The broader implications of these developments are significantly worsened by a legislative amendment that affected lawmakers themselves helped to enact. Section 77(4) of the new Electoral Act mandates political parties to submit a digital register detailing the names, genders, dates of birth, addresses, states, local governments, wards, polling units, National Identification Numbers (NIN) and photographs of members to INEC not later than 21 days before the fixed date for their primaries. INEC set May 10, 2026, as the deadline for submission of digital registers ahead of the 2027 cycle. This was later vacated by an Abuja Federal High Court.
The practical effect of this provision is that the window for defection by any participant in any primary election is now firmly closed. The irony of lawmakers who actively supported passage of the amendment have now found themselves trapped by its provisions.
With the defection window closed and APC tickets gone, the affected defectors now find themselves in a uniquely uncomfortable political limbo. Political analysts say they are essentially left with two unattractive options: remaining within the APC as mere onlookers and laughing stock for future reference while supporting candidates who defeated or rigged them out, or deploying their residual influence and resources against the party as a form of political retribution. Neither path leads back to success.
The third weak option involves lobbying APC’s National Working Committee (NWC) to invoke its powers and override primary election results in constituencies where they believe the process was compromised, a strategy that several of the aggrieved members are reported to be silently pursuing through back doors that may yield no positive result than waste of resources.

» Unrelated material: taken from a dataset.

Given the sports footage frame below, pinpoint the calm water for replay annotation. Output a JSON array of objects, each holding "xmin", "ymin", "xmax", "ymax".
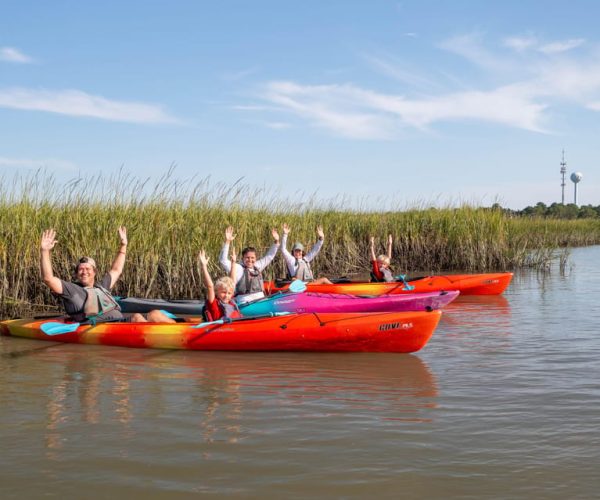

The story of those defectors is, in many ways, a parable of the extraordinary political turbulence that has characterized Nigeria since 2023. Swept into political offices by determination and commitment of the constituents they did not build, they abandoned the constituents at moment of crisis, sought shelter in a party founded and nurtured by others for a specific reason at variance with national interest, and now discarded. Their predicament will do little to discourage future acts of political nomadism in a system where loyalty has rarely been rewarded and betrayal seldom punished. But as of now, in the cold aftermath of the APC primaries, they are a cautionary tale of what happens when a politician mistakes a borrowed wave for a foundation.
APC needed numerical strength to fight strong opposition parties. It introduced several deceitful mechanisms that paid. Those who abandoned their natural habitats to squat in an already crowded open space full of bedbugs and poisonous insects have finally met their political Waterloo in Tinubu’s colony. They are not to be pitied but to be laughed at for greed and fear out of cowardice. It is better to die a celebrated warrior than a conquered slave!
Muhammad is a commentator on national issues.